In most previous studies that have focused on the role of CEUS in patients with no Doppler-detectable flow, the role of CEUS in patients with a tardus-parvus HA pattern has been not well addressed (921). One previous study even suggested that CEUS had little role in patients with a tardus-parvus pattern (13). In our study, we included a considerable number of patients (n = 71) with a tardus-parvus waveform on Doppler US, although the prevalence of HAO in patients with a tardus-parvus waveform on Doppler US (group B, 9.9% [7/71]) was lower than that in patients with no flow on Doppler US (group A, 59.6% [34/57]). Particularly in group B, the sensitivity of the conventional CEUS criterion for HAO was only 14.3% (1/7). Using the modified criteria, the sensitivity increased in group B (100% [7/7]) as well as in group A (97.1% [33/34]), without significant sacrifice of specificity (group B, 95.3% [61/64]; group A, 95.7% [22/23]).

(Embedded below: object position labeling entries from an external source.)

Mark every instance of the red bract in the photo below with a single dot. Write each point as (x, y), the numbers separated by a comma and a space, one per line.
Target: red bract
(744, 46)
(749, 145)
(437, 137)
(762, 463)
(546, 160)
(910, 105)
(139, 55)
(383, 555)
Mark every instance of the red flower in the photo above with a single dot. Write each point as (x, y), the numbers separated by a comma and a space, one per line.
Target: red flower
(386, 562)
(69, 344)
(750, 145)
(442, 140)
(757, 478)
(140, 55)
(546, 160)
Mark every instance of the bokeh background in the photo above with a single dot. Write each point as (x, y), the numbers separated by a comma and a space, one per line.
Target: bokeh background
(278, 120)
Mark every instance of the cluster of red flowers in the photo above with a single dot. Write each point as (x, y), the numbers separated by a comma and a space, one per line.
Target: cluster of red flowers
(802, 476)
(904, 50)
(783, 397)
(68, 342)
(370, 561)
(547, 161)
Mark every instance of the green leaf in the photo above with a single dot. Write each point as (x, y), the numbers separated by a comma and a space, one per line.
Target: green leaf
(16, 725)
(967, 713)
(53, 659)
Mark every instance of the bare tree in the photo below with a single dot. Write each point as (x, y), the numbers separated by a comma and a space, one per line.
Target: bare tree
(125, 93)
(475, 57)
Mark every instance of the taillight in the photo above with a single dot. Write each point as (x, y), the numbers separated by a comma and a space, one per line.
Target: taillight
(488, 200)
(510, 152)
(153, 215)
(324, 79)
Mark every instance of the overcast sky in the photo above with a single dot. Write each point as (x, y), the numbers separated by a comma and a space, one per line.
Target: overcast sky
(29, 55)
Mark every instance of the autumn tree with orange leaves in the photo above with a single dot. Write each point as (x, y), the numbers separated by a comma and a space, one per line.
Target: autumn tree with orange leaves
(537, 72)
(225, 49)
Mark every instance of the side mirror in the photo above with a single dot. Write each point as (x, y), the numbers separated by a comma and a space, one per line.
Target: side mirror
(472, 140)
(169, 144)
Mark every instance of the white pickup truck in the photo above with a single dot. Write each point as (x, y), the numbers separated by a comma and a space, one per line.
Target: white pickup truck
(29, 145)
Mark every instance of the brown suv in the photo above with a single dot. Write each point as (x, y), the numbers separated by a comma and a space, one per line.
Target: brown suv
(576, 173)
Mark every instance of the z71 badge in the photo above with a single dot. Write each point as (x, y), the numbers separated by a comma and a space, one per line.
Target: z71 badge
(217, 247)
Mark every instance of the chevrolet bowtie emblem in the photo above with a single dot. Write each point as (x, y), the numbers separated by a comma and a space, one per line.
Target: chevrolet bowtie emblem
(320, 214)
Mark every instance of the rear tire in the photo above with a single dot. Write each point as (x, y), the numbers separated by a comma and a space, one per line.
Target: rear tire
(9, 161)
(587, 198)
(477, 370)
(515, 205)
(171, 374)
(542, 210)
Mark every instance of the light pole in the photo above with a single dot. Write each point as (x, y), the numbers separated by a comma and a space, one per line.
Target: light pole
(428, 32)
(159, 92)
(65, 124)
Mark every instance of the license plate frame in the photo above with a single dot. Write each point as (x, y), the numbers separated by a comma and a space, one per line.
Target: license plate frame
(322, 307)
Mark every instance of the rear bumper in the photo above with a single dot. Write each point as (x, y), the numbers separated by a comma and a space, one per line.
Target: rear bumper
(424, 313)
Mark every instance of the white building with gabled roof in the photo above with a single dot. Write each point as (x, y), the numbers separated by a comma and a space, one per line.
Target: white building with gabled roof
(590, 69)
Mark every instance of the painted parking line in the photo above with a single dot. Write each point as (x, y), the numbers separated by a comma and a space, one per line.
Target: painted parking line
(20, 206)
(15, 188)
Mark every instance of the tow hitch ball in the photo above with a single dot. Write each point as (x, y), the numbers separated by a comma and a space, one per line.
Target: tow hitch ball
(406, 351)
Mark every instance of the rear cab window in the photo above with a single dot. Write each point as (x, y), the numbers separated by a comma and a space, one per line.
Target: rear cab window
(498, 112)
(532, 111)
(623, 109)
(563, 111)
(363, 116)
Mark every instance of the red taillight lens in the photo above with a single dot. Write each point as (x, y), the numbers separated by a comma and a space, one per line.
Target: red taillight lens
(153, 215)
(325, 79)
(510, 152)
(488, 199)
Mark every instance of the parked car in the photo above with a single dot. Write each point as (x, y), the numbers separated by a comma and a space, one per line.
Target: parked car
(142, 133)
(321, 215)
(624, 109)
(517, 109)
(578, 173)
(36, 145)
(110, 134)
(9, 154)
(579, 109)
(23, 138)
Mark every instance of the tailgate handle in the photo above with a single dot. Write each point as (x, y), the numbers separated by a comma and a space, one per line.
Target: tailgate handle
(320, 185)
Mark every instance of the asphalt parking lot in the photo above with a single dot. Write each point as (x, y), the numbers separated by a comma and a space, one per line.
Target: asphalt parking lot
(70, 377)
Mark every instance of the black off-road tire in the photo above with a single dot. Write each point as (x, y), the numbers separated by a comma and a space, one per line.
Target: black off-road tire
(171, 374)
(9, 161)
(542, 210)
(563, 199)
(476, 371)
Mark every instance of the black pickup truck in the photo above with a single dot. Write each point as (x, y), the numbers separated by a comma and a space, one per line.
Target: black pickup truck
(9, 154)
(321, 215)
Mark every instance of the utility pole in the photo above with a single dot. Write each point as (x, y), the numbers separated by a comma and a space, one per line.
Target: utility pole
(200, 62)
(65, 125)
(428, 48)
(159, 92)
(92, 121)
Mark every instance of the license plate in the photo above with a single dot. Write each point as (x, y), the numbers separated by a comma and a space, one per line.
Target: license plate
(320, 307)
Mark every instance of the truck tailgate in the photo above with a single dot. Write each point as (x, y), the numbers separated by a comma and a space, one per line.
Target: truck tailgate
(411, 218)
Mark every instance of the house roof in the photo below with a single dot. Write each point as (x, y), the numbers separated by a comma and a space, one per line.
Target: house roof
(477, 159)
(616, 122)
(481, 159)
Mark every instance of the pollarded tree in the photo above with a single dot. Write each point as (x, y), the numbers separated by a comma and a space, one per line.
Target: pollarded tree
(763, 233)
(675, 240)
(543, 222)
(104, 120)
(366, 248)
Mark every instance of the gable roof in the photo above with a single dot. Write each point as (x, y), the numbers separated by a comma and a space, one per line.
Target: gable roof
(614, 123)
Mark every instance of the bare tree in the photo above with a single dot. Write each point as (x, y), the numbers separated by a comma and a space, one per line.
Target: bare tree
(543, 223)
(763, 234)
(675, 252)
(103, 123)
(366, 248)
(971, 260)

There were several limitations in the present study. First, there was an inherent limitation due to the retrospective study design, implying that this study was subject to heterogeneity of CEUS methods and interobserver variation in interpretation. However, in our institution, CEUS examinations are strictly controlled by a supervisor, and the protocol for acquisition of semi-real-time data for HA was rather simple. Subsequently, interobserver agreements were excellent. Second, in our study, HAO occurred more frequently in females than in males (p = 0.004) for reasons that are not immediately clear. However, the purpose of our current study was not to elucidate the causes of HAO.

In conclusion, our modified criteria (no HA enhancement, abnormal HA enhancement, or perfusion defect of liver parenchyma) could improve diagnostic performance of CEUS for diagnosing HAO, particularly by increasing sensitivity. By using these modified criteria, CEUS could be useful for diagnosing HAO, even in patients with tardus-parvus pattern on Doppler US.